In THIS POST I presented a Fitch style proper natural deduction system for the modal logic K, basically (with minimal deviations involving negation) using Alex Simpson's earlier presentation in a Prawitz style tree system. I presented proofs of the characteristic K axiom as well as the interdefinability of possibility and necessity in classical K. Here I will show that adding inferences that force the accessibility relation to behave in the predicted ways allows you to prove the characteristic inferences for T, S4, and S5.

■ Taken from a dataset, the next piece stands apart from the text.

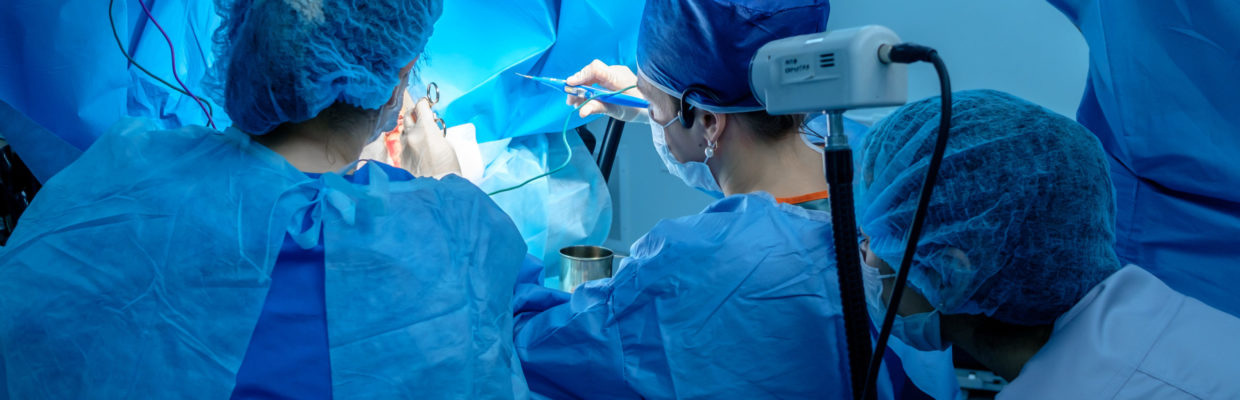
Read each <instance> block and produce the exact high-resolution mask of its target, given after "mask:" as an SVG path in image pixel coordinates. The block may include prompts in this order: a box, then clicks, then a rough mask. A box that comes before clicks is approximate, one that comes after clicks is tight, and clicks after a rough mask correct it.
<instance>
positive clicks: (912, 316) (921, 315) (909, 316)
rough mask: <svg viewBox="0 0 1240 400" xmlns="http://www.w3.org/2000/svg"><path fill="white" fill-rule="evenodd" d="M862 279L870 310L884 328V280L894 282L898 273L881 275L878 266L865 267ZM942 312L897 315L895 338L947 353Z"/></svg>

In the earlier post I should have been clearer about what I meant by a "proper" natural deduction system, since this is what is at issue. A number of textbooks present deductive systems for modal logic that involve more inference rules than modus ponens and substitution and call these "natural deduction" systems. But as far as I am aware, they are all improper. A proper natural deduction system: (1) proceeds by giving an introduction and elimination rule for each operator, that are (2) provably harmonious (2a: the ability to prove uniqueness in the system of an operator shows that the elimination rule is strong enough, given the introduction rule (a relative form of completeness), 2b: the existence of a normal form proof for the system shows that the elimination rule is not too strong given the introduction rule (a proof theoretic relative form of soundness), and such that (3) the system is conservative over at least atomic formula (this is Restall's weak conservativity, to be contrasted with Tennant's strong conservativity, which requires the rules for each operator to be conservative with respect to the fragment of logic with those rules removed). Conservativity is a proof theoretic system-wide soundness requirement. There is no agreement in the literature on what a system-wide completeness requirement would be. I posted an interesting post on this a while ago, using some ideas of Neil Tennant's. A consequence of my idea is that proof theorists motivated by constructivism (and who thus accept a meta-theoretic disjunction property) must accept that undecidability entails incompleteness, and that as a result first-order logic is actually incomplete. I'll do another post on this soon since I was not clear enough about two intuitionistically inequivalent formulations of completeness (the weaker being intuitionistically provable for some semantics, the stronger provably false for first order logic for anyone committed to the disjunction property). Also see this cool post on using Tennant's ideas to come up with a non-monotonic proof theory for modal countermodels.
Anyhow, here are the proofs (again, go HERE for the presentation of K, which the following systems extend). Brief discussion afterwards about how we depart from Simpson.
1. | x: []A for --> Intro
2. | xRx reflexivity
3. | x: A 1,2 []Elim: 1, 2
4. x: []A --> A 1-3 -->Intro
Proof of characteristic S4 axiom, using transitivity of the accessibility relation
1. | x: []A for --> Intro
2. | | xRy for []Intro
3. | | | yRz for []Intro
4. | | | xRz 2,3 transitivity
5. | | | z: A 1,4 []Elim
6. | | y: []A 3-5 []Intro
7. | x: [][]A 2-6 []Intro
8. x:[]A-->[][]A 1-7 -->Intro
Proof of characteristic S5 axiom, using symmetry and transitivity of the accessibility relation
1. | x: <>A for -->Intro
2. | | xRy for []Intro
3. | | | z: A for <>Elim
4. | | | xRz for <>Elim
5. | | | yRx 2 symmetry
6. | | | yRz 5,4 transitivity
7. | | | y: <>A 3, 6 <>Intro
8. | | y: <>A 3/4-6<>Elim
9. | x: []<>A 2-8 []Intro
10. x: <>A-->[]<>A 1-9 -->Intro
Notes: (1) Differences from Simpson: (1a) Simpson's rules involve subproofs that show that if something is provable with the relevant assumption about accessibility then it is provable without it. This involves discharging the assumption and recopying the result. This kind of thing is necessary in a Fitch presentation of existential elimination for predicate logic (and hence <> Elim. in our K), to be able to state the restrictions on eigen-variables, but I can't see why it's necessary here. With Fitch style proofs, the proofs are shorter and easier to discover if we just allow the relevant statements of accessibility to be inferences that follow from no assumptions. I don't know if this makes normalization proofs more difficult, but I don't think it leads to unsoundness. Consider that completely arbitrary worlds in T will be accessible from themselves, so there is no analogous worry about eigenvariables. (1b) Simpson uses Euclideanness for S5 rather than reflexivity, symmettry, and transitivity. I think it's prettier to build up the systems this way. (2) Note that reflexivity is very similar to the standard identity introduction rule of first order predicate logic. And that the standard elimination rule of first order predicate logic allows you to prove transitivity and symmetry. So one could almost certainly get S5 by adding an analog to the identity elimination rule to reflexivity. I've played with this a bit and it seems to work. (3) Thanks again to my independent study students: Graham Bounds, Michael Morrissey, Joel Musser, and Caitlin O Malley.